I perceive this to be a Mockingbird. But that’s just me.

It’s no wonder, then, that we keep hearing the same things said about members of our fractured culture in opposing “sides.” And they are sincerely baffled about why those “sheep” have “drunk the Kool Aid” and need to “wake up.”

I’m not a sheep but I’m very fuzzy.

Depending on how your brain chemistry is set up, you might see liberals, conservatives, Marxists, Greens, or Libertarians as making sense and everyone else is an idiot. Or worse. I’m so tired of this shit and how it’s affecting all life on this planet.

Perhaps this is why Lee dragged me out of the house to enjoy a burger and a flight of wine (and Brussels sprouts).

It’s making it harder and harder to keep placing one foot in front of the other and appreciate this amazing gift of LIFE, even though I’m going along with the Buddha in positing it’s an illusion.

Illusion of an elusive Vesper Sparrow.

The big illusion that I, and many of my generation, allowed ourselves to believe was that history was arcing toward peace, equality, and freedom to be and believe however we see fit and that we were all working towards these goals.

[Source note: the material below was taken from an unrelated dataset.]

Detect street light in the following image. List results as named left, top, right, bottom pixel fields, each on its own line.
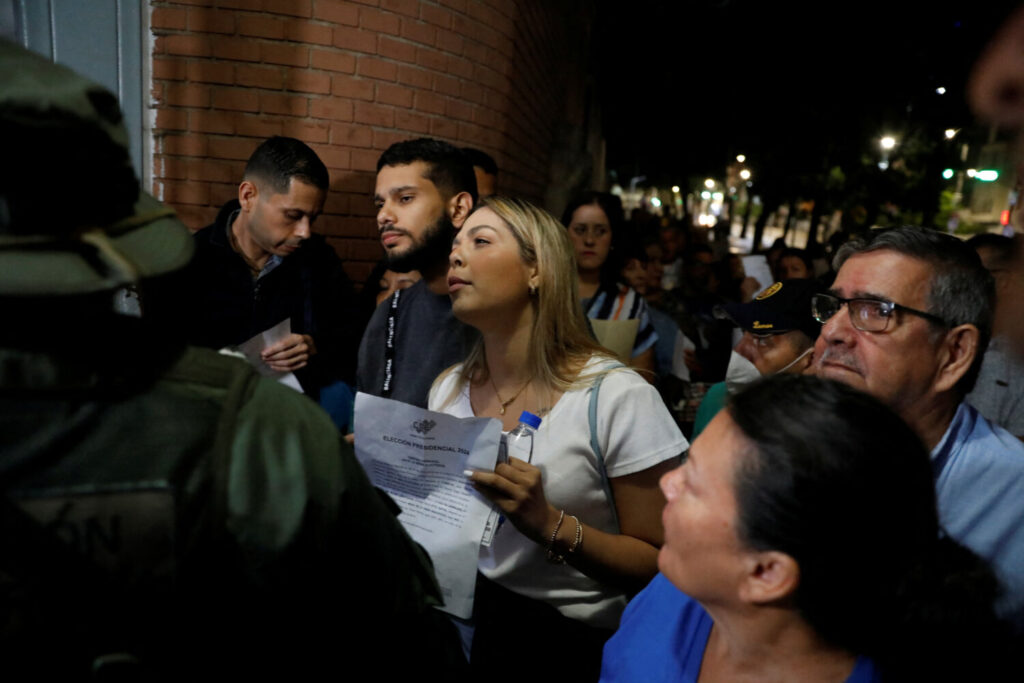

I was pretty wrong about that!

But nonetheless, life is precious and I want to appreciate the opportunity to live as long as I’m allowed to. In this life I’m going to love deeply, cherish the planet and its inhabitants, and learn as much as I can, even though it may be unpleasant much of the time.

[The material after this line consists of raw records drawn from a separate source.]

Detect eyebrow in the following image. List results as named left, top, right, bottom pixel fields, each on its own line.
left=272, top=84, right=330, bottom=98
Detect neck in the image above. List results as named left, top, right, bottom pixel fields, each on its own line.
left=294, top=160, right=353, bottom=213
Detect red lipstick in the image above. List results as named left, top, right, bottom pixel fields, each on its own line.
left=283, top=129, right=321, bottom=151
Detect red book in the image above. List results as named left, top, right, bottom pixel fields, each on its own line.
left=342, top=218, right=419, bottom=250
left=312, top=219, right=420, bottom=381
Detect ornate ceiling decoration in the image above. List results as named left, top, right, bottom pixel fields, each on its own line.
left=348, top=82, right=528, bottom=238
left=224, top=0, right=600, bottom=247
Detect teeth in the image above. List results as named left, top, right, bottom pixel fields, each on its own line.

Hey, sometimes there’s humor! Like a cyber truck actually being used as a truck.

Mostly, I will accept with grace that a good portion of the people I share the world with want me eliminated. Yeah. People in my town who carry cards saying “Spay or Neuter Your Democrat” or post signs in their yard saying they have PTSD: Pretty Tired of Stupid Democrats.

You can get the shirt on Amazon. But don’t, for many reasons (and I’m sure there are offensive shirts with opposing views; this is an example.)

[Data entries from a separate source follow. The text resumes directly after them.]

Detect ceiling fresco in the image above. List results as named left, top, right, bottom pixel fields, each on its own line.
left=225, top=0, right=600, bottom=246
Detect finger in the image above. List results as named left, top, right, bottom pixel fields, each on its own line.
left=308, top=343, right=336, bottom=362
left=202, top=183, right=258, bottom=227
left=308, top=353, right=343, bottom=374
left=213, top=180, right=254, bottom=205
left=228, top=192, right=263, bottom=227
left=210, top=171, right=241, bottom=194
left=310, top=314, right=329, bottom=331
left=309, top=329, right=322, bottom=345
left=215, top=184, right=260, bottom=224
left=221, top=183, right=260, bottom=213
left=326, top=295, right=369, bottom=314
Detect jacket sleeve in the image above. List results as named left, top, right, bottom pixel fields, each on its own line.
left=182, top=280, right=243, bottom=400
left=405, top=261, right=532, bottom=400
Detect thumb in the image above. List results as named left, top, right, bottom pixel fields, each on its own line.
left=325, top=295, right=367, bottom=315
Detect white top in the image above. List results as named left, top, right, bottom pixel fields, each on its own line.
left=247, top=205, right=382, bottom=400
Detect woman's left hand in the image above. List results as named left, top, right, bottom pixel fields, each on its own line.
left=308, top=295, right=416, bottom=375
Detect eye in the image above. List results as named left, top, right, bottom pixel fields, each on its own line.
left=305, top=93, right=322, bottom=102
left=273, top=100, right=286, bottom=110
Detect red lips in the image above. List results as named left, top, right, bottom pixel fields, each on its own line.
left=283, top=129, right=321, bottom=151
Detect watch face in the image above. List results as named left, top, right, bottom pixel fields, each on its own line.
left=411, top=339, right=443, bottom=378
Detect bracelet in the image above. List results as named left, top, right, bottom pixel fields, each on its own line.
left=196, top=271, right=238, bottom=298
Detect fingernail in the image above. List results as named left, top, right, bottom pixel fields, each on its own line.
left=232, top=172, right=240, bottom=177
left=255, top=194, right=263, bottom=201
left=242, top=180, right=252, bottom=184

Stuff like that is why I do not intend to engage in tit for tat with these folks. We live in different worlds, and they live in different worlds from many people of similar ideologies.

I’m glad some of our worlds overlap a bit. Not everyone who voted differently from you or practices a different religion is an extremist. So many of us just want to have an enjoyable life. Somehow.

Farewell to Our Dear Friend

You may have heard that Goldie left this world today, about five months after her osteosarcoma ordeal began. The good news is that she didn’t really slow down until this week, and only got really bad today, not eating, having trouble standing, etc.

The three of us here at the ranch worked together to give Goldie a good last day. after many calls, the guys found a vet who would come here so she didn’t have to be hauled in and out of cars. I sat with her for the last hour before the vet arrived, with her head on my lap or in my arms. It was very peaceful and loving.

It was important to me that she have peace. I have had too many traumatic dog passings. I don’t want more if it can be helped. We knew this was coming, so we could prepare.

Describing what a special dog Goldie was is difficult. People say all Great Danes are sweet dogs. That may be so, but this one felt like a friend, a confidant, and a guardian all rolled into one.

She was a Mighty Huntress of skunks and armadillos, she was a goofy dinosaur head when she got excited, her tail was a danger to men of a certain height, and she looked at you with those golden eyes, so full of love…

The few years we had with Goldie weren’t enough. But that’s what she had for us. We will treasure our memories.

Goldie’s memorial bonfire, next to her very deep grave. Digging big holes is a good way to process grief.